J’aimais et je détestais cette histoire en même temps. J’aurais préféré qu’il ne soit pas un héros et toujours avec moi.
— Où on est ici ? lui demandai-je.
— Dans une base secrète. Il y en a plein dans la galaxie. Il faut être prudent. Si on se fait attraper…
Elle faisait semblant de se faire tirer dessus et s’allongea par terre, comme morte. Je la regardais. Elle était jolie. Un peu folle, mais jolie. Elle fermait les yeux et ne bougeait plus. Elle me fit sursauter en se relevant soudainement.
— Comment il s’est fait avoir ?
— Je ne sais pas. J’ai reçu un appel silencieux… Personne. Puis Kerbi a décollé. C’était les ordres.
— Un code INF peut-être.
— Quoi ?
— C’est un vieux protocole pour passer des messages silencieux.
— Comment tu sais ça ?
Elle tapota une nouvelle fois sur l’écran de son ordinateur.
— Moi, je ne veux pas vendre des médicaments, dit-elle. Je veux être espionne. Tu as vu comme je me débrouille !
Elle se moquait de moi en me pointant du doigt.

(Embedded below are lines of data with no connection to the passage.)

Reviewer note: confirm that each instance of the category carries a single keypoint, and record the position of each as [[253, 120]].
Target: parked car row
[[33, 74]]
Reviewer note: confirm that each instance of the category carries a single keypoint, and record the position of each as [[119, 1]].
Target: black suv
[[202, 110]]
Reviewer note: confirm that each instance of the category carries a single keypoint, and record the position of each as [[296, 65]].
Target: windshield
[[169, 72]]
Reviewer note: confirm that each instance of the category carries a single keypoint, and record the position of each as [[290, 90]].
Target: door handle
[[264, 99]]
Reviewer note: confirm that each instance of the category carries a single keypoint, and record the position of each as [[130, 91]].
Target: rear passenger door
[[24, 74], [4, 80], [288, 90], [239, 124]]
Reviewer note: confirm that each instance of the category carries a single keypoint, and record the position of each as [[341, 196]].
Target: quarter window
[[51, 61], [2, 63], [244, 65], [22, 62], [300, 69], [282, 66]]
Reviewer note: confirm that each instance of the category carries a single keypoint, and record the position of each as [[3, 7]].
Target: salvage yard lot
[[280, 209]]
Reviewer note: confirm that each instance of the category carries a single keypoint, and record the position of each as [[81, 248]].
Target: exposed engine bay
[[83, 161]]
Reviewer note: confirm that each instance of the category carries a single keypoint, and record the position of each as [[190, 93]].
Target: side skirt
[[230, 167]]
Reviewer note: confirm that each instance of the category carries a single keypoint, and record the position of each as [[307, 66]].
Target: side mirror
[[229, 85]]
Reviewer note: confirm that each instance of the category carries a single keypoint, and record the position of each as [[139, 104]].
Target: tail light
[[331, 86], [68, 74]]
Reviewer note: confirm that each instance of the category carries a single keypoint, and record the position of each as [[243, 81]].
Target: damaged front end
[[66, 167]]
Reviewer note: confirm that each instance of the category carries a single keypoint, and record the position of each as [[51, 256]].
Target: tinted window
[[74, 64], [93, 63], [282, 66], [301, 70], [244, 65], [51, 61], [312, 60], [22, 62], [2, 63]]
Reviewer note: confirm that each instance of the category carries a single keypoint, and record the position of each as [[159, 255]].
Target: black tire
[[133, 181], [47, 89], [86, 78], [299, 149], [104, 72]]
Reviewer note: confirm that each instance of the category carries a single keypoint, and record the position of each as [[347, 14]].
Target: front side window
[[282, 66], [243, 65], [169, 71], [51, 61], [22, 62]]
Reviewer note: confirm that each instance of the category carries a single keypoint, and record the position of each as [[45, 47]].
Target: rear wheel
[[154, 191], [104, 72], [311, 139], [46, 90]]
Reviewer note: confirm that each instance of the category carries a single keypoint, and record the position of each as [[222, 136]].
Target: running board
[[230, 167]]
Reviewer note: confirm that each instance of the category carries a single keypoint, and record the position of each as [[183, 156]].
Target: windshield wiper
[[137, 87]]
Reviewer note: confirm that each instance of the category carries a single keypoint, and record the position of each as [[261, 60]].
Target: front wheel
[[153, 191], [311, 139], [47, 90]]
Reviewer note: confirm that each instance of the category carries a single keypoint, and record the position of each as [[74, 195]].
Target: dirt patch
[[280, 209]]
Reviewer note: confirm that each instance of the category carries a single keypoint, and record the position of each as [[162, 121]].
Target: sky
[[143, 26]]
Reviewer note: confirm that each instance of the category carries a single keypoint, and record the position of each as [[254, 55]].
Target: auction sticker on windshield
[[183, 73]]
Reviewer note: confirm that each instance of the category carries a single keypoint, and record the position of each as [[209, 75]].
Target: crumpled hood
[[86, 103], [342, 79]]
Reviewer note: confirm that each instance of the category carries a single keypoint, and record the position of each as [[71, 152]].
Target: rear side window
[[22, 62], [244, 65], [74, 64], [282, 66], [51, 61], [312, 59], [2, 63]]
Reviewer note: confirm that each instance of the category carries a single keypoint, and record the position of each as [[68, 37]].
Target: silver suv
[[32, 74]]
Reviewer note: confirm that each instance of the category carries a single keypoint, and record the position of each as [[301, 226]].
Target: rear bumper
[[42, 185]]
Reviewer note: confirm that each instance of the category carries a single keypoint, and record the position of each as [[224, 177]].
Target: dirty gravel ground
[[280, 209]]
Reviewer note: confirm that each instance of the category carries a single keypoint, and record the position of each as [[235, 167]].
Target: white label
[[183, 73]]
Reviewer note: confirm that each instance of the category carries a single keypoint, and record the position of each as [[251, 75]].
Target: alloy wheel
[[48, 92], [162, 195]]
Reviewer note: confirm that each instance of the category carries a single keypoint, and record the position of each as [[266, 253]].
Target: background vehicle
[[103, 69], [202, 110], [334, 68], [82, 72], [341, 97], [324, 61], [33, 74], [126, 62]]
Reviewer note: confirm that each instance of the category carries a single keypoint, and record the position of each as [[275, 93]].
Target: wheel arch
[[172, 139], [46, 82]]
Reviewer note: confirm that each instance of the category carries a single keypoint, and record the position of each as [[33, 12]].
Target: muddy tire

J’avais fait son premier succès.
— Tu saurais décoder ce message ? lui demandai-je.
— Je n’ai pas ce programme, mais on doit pouvoir le trouver. Où est le massage ?
— Dans la mémoire de Kerbi. Mais si c’est ça, pourquoi elle ne l’a pas compris ? Elle se dit la meilleure.
— Je ne sais pas. Faut demander à ton intelligence artificielle.
J’observais la carte rangée dans l’armoire.
— Il faut la remettre, affirmai-je.
— Donne !
— Ce n’est pas dangereux ?
— Pas si ton IA se tait.
— Ne t’inquiète pas, je vais arranger ça !
Je savais comment la coincer si elle n’obéissait pas. Mana s’empara de la carte et courut jusqu’à la cabine de pilotage. J’avais du mal à la suivre. Quand j’arrivai, elle initialisait déjà le système.
— Henri, qu’est-ce que tu fais là ? demanda Kerbi.
— Repasse-moi le message de papa !
— Mais tu devrais être à l’école.
— Capitaine ! Je crois que tu ne mérites plus ce titre.
— Pourquoi ?
— Tu es passée à côté d’un message codé.
— Ça m’étonnerait !
— Fais-nous entendre le message de papa !
Elle ne se fit pas prier une deuxième fois. Nous n’entendîmes que du silence.
— Lance un décodage INF ! commanda Mana.
— Qui tu es pour me donner des ordres ?
Kerbi était agacée, mais sa voix était toujours posée.
— C’est une future espionne de la Fronde, alors fais ce qu’elle te demande, s’il te plaît !
— J’ai été désactivée à peine quelques minutes, mais j’ai l’impression qu’il s’est passé beaucoup de choses.
— En effet ! lançai-je, sûr de moi.
— Je ne possède pas le programme de décodage INF.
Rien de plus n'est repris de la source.